The central requirement of GSR Part 2 is that safety must be the overriding priority in the management system, and that the management system must integrate safety considerations into all organisational activities, not treat safety as a separate or parallel program. This integration requirement distinguishes nuclear management systems from conventional quality management systems. An ISO 9001 system that meets quality objectives but does not demonstrate the primacy of safety over production, schedule, and cost does not satisfy GSR Part 2's intent.

Integration vs. co-existence: Regulators applying GSR Part 2 have found that many organisations have safety management programs that co-exist with their business management systems rather than being integrated into them. A safety program that operates separately from operations, finance, and project management does not fulfil the GSR Part 2 model. Integration means that safety considerations visibly influence decisions across all management processes.

02

Leadership and safety culture

GSR Part 2 places explicit requirements on senior leadership, not just on the management system as a system. Senior leaders are required to demonstrate leadership for safety through visible behaviours: participating in safety reviews, engaging with personnel on safety issues, communicating the primacy of safety, and responding visibly when safety concerns are raised. Leadership behaviours shape organisational culture; a management system document that declares safety as the top priority but whose senior leaders do not model this in their decisions will not produce the safety culture outcomes the standard requires.
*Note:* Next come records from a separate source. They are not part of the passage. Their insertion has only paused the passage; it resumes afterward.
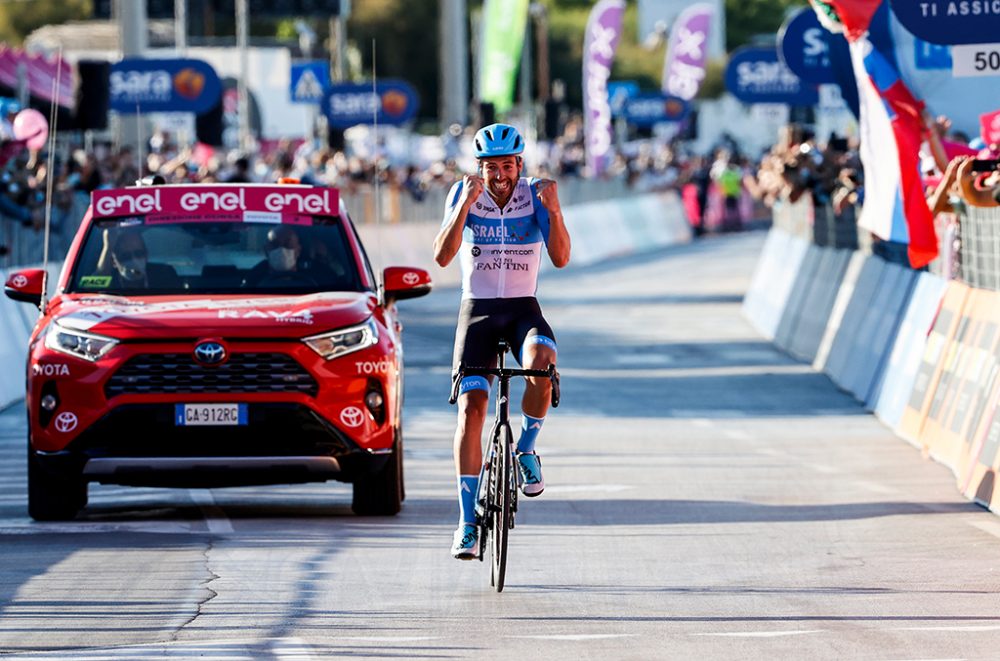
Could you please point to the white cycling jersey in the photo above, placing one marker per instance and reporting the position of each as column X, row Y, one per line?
column 502, row 248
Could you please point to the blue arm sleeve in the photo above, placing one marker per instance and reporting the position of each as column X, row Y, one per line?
column 452, row 200
column 541, row 213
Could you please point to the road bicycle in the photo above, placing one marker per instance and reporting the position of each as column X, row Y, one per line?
column 496, row 501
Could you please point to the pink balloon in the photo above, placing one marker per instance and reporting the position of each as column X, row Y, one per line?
column 31, row 126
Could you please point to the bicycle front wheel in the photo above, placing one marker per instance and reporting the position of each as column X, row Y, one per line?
column 501, row 478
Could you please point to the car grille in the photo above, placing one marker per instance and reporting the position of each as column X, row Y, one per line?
column 179, row 373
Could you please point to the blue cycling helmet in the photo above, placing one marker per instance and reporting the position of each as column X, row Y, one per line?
column 498, row 140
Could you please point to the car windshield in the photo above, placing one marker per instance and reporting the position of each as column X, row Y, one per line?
column 129, row 256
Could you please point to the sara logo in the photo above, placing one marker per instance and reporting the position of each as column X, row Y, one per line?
column 352, row 416
column 66, row 422
column 175, row 85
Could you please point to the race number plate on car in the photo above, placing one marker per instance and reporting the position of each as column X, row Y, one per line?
column 210, row 415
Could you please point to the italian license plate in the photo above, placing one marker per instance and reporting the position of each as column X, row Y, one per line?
column 210, row 415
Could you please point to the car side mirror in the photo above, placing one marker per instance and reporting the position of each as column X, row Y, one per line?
column 25, row 286
column 402, row 282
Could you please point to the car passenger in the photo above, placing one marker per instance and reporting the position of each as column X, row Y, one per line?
column 126, row 258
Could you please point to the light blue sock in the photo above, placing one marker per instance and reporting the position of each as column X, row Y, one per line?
column 529, row 432
column 468, row 485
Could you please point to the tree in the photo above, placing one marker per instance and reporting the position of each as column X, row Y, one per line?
column 19, row 19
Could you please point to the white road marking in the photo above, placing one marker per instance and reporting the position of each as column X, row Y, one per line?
column 989, row 527
column 958, row 627
column 215, row 518
column 760, row 634
column 579, row 488
column 580, row 636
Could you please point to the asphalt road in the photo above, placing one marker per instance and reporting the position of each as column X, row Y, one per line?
column 708, row 497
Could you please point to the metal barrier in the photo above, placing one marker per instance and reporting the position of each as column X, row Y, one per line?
column 979, row 246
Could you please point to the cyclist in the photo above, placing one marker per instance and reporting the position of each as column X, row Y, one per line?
column 498, row 222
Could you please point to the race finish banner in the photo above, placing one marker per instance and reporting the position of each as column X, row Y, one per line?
column 950, row 21
column 757, row 75
column 393, row 102
column 604, row 29
column 687, row 52
column 502, row 37
column 652, row 108
column 178, row 85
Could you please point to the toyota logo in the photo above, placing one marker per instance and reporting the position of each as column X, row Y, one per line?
column 66, row 422
column 209, row 353
column 352, row 416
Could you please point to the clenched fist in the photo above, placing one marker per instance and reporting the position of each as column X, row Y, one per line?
column 546, row 190
column 472, row 186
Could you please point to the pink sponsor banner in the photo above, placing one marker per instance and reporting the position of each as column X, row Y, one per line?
column 260, row 204
column 990, row 127
column 687, row 52
column 604, row 28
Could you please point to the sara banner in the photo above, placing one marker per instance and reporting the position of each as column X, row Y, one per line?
column 177, row 85
column 757, row 75
column 649, row 109
column 950, row 21
column 502, row 38
column 604, row 28
column 687, row 52
column 805, row 49
column 392, row 102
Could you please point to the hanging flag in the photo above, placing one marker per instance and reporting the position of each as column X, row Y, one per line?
column 502, row 38
column 687, row 52
column 894, row 207
column 604, row 28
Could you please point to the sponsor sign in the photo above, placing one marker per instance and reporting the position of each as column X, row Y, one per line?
column 604, row 28
column 990, row 127
column 950, row 21
column 805, row 48
column 655, row 108
column 976, row 59
column 309, row 82
column 757, row 75
column 178, row 85
column 392, row 102
column 687, row 52
column 620, row 91
column 502, row 37
column 931, row 57
column 211, row 203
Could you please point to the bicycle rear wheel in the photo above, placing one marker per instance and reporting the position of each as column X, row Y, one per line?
column 500, row 513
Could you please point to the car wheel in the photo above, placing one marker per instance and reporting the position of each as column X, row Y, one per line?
column 381, row 494
column 53, row 497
Safety culture requirements in GSR Part 2 include: encouraging the reporting of safety concerns without fear of reprisal, promoting a questioning attitude toward safety performance, conducting periodic assessments of safety culture, and acting on the findings. These requirements are qualitative but are evaluated substantively during regulatory inspections and IAEA peer review missions such as OSART (Operational Safety Review Team).

03

Management system requirements

The management system under GSR Part 2 must encompass all activities important to safety, including: leadership and management commitment, policy, planning, implementation and operation, measurement and assessment, and management review and improvement. The structure broadly parallels ISO management system standards, Plan-Do-Check-Act, but with explicit nuclear safety overlays throughout. Document control, records management, internal assessment and auditing, and corrective action are all required elements, with requirements that go beyond generic management system standards in their emphasis on safety significance grading and nuclear-specific performance.
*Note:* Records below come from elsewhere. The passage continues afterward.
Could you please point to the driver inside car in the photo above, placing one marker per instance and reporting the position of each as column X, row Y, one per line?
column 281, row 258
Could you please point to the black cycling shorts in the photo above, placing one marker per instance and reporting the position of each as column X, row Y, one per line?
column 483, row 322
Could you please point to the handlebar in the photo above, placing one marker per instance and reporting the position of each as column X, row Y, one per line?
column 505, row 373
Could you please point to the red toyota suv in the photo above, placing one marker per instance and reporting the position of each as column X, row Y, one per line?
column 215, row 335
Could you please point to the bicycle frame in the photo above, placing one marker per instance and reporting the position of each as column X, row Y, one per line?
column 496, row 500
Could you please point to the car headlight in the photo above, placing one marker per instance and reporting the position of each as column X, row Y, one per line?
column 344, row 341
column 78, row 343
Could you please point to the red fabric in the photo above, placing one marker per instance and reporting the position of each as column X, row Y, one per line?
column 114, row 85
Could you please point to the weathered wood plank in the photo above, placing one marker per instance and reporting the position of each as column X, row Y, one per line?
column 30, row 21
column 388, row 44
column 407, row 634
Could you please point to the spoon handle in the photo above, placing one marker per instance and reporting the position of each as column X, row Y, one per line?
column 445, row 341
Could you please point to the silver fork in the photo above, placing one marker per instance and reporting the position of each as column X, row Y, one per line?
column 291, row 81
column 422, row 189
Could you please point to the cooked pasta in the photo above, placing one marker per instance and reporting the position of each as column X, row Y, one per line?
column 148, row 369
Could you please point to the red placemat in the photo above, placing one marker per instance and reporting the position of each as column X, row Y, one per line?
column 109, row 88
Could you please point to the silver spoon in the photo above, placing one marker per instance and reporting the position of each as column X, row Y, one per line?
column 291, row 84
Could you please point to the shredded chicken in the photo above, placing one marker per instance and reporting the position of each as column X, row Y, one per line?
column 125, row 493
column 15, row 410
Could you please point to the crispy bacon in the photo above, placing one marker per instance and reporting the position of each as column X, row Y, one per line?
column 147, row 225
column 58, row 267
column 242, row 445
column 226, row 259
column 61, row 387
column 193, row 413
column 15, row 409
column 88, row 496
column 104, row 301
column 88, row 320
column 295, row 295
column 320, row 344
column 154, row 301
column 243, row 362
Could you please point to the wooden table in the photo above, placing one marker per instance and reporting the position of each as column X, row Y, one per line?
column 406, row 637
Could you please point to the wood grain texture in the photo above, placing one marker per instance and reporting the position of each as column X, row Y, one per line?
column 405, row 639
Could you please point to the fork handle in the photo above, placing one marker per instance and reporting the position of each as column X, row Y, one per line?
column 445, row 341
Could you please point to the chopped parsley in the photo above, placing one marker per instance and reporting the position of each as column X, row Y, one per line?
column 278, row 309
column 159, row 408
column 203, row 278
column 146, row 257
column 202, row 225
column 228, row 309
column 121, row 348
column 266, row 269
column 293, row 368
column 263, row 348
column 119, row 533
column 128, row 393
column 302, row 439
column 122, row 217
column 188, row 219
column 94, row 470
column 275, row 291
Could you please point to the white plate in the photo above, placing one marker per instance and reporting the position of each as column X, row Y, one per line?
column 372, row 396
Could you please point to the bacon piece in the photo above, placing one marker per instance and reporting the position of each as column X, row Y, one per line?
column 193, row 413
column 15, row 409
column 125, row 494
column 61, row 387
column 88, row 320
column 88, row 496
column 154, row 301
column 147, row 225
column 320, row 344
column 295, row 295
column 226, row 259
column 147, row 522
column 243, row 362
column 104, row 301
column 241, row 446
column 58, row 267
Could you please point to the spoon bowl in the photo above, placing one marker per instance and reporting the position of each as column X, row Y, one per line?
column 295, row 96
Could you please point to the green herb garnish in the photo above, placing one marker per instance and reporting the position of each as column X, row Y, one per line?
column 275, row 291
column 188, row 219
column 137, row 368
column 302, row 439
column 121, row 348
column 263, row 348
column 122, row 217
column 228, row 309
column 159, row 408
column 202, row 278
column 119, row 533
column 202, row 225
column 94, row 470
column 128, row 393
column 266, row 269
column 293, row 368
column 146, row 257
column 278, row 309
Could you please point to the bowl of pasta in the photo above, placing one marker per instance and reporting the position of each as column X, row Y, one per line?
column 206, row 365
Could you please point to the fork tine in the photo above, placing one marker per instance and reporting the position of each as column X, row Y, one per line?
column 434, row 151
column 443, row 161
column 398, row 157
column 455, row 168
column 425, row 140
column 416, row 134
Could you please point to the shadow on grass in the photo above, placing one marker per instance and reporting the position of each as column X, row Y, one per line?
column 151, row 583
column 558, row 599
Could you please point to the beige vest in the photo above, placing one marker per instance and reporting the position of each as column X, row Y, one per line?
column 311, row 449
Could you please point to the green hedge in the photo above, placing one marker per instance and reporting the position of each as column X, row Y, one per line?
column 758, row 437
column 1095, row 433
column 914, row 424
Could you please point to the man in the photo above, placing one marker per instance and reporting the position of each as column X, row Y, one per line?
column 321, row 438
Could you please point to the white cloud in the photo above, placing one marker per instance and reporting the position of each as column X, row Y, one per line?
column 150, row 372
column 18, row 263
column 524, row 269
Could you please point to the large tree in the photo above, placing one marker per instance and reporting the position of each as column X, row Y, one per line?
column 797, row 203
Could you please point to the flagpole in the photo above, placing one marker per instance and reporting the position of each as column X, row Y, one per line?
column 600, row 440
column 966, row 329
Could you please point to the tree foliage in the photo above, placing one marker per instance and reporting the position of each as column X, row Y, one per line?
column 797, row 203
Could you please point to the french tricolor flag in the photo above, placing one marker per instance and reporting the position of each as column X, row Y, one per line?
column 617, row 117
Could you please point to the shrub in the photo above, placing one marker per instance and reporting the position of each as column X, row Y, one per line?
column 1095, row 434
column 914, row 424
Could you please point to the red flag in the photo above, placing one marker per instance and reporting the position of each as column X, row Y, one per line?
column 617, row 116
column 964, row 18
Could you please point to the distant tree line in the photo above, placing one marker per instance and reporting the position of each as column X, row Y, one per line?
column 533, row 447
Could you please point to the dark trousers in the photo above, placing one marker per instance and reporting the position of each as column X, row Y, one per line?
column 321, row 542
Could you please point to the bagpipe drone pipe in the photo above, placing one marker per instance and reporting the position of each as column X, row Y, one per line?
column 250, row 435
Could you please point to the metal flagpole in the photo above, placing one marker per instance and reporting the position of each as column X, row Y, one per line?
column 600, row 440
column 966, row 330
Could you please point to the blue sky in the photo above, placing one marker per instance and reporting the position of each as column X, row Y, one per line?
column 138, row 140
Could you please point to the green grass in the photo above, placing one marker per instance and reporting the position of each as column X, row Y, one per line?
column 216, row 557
The graded approach is formally incorporated: management system processes must be applied with a rigour and depth commensurate with the safety significance of the activity. Activities directly affecting nuclear safety are subject to the full depth of the management system requirements; administrative activities are not subject to the same level of control.

04

Relationship to national regulatory frameworks

GSR Part 2 is an IAEA safety standard; it is not self-executing legislation. Its requirements become binding on organisations through adoption in national regulatory frameworks. In Canada, CSA N286 is the national standard that implements the GSR Part 2 management system model for Canadian nuclear facilities and is referenced in CNSC licence conditions. In the United States, 10 CFR 50 Appendix B and the associated NQA-1 standard address the QA dimensions of the management system, though the U.S. framework does not map directly onto GSR Part 2 in all respects. Organisations operating across jurisdictions should understand both the IAEA standard and how it has been implemented in each jurisdiction where they operate.
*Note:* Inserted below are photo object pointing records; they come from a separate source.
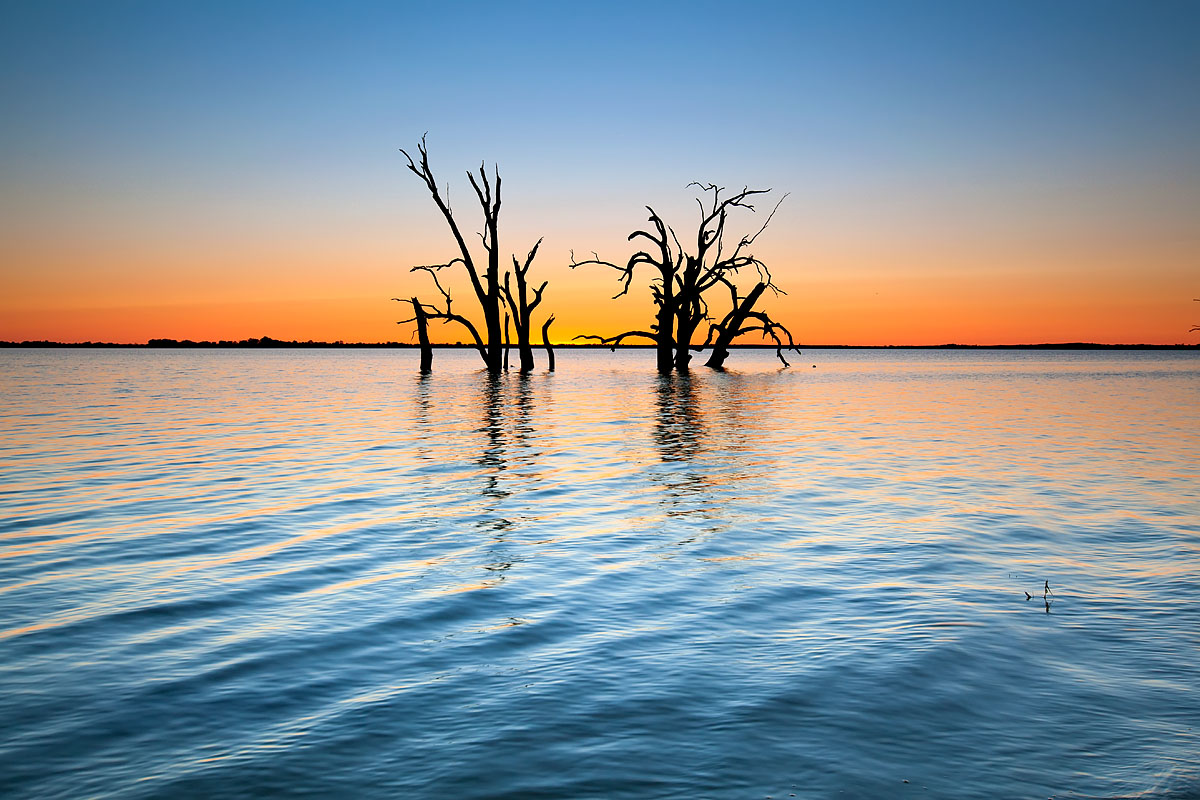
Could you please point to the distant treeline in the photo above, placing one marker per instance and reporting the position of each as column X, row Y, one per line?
column 268, row 342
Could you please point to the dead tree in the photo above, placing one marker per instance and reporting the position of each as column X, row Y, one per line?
column 423, row 335
column 666, row 262
column 522, row 307
column 687, row 280
column 545, row 343
column 491, row 292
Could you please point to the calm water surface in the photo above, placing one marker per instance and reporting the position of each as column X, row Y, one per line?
column 315, row 573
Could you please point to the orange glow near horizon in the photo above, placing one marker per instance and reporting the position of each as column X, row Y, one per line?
column 883, row 294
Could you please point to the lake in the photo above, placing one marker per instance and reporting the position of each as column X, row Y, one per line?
column 246, row 573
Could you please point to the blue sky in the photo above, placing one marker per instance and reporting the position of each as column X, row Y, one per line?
column 257, row 121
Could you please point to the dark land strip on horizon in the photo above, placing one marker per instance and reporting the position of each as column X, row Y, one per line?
column 268, row 342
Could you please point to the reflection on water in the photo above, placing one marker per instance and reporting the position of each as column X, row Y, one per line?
column 233, row 573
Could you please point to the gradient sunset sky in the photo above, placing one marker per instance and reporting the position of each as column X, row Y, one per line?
column 958, row 172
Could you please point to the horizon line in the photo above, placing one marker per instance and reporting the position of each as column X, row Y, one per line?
column 268, row 342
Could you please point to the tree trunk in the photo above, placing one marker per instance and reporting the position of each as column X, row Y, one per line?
column 687, row 326
column 423, row 336
column 731, row 325
column 508, row 343
column 666, row 328
column 545, row 341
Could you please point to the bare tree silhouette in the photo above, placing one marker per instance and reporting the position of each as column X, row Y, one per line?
column 685, row 281
column 492, row 293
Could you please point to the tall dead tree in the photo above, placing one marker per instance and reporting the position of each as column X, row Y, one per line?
column 685, row 281
column 491, row 292
column 522, row 307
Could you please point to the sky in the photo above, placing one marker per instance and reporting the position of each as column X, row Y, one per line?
column 955, row 172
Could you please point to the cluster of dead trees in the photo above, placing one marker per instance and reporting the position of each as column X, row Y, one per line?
column 690, row 286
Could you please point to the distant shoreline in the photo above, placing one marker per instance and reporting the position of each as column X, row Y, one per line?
column 270, row 343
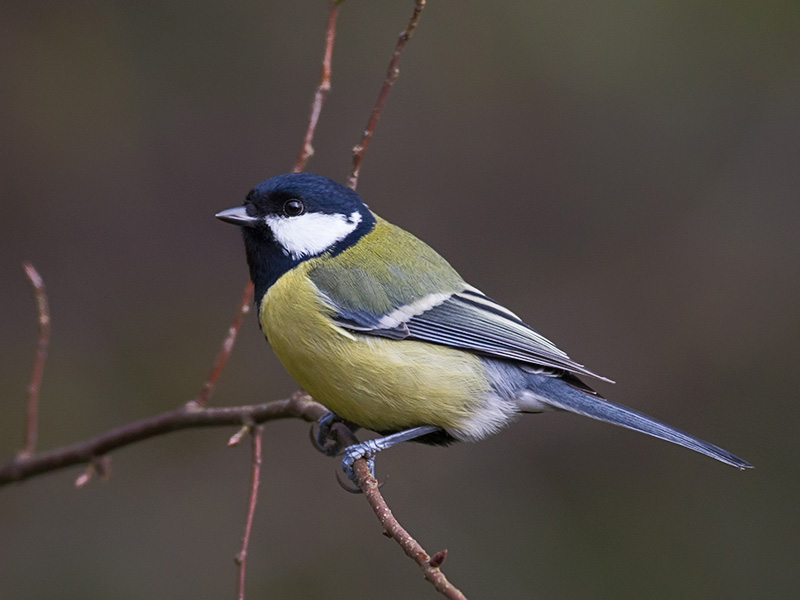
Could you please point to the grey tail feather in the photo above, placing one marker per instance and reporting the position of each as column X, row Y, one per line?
column 559, row 394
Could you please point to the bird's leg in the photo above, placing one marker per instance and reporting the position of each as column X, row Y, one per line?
column 370, row 448
column 323, row 440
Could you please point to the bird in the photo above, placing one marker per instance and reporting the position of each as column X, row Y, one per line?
column 378, row 327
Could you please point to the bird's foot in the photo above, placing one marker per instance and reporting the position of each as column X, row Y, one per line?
column 324, row 438
column 370, row 448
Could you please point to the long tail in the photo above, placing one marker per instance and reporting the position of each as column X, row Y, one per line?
column 559, row 394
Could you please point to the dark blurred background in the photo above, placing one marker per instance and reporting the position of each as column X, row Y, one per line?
column 624, row 175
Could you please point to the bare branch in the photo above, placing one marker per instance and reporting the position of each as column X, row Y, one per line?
column 307, row 150
column 391, row 76
column 227, row 346
column 431, row 566
column 255, row 477
column 188, row 416
column 43, row 311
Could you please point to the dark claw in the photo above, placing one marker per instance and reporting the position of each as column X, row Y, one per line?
column 321, row 437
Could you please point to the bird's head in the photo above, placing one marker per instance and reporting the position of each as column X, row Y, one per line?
column 289, row 218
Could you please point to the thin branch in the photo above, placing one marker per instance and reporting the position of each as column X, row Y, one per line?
column 255, row 476
column 391, row 76
column 227, row 346
column 43, row 311
column 307, row 150
column 430, row 565
column 188, row 416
Forged Operations is built on the integrated management system model of GSR Part 2, safety significance drives workflow routing, approval authorities, and record requirements across every process. AI translates GSR Part 2 requirements into specific operational controls and surfaces gaps between your documented system and regulatory expectations.

References

  1. International Atomic Energy Agency. GSR Part 2: Leadership and Management for Safety. Vienna: IAEA, 2016.
  2. International Atomic Energy Agency. GS-G-3.1: Application of the Management System for Facilities and Activities. Vienna: IAEA, 2006.
  3. International Atomic Energy Agency. GS-G-3.5: The Management System for Nuclear Installations. Vienna: IAEA, 2009.
  4. Canadian Nuclear Safety Commission. REGDOC-2.1.1: Management System. Ottawa: CNSC, 2019.
  5. CSA Group. CSA N286:12(R2018) — Management System Requirements for Nuclear Facilities. Toronto: CSA Group, 2018.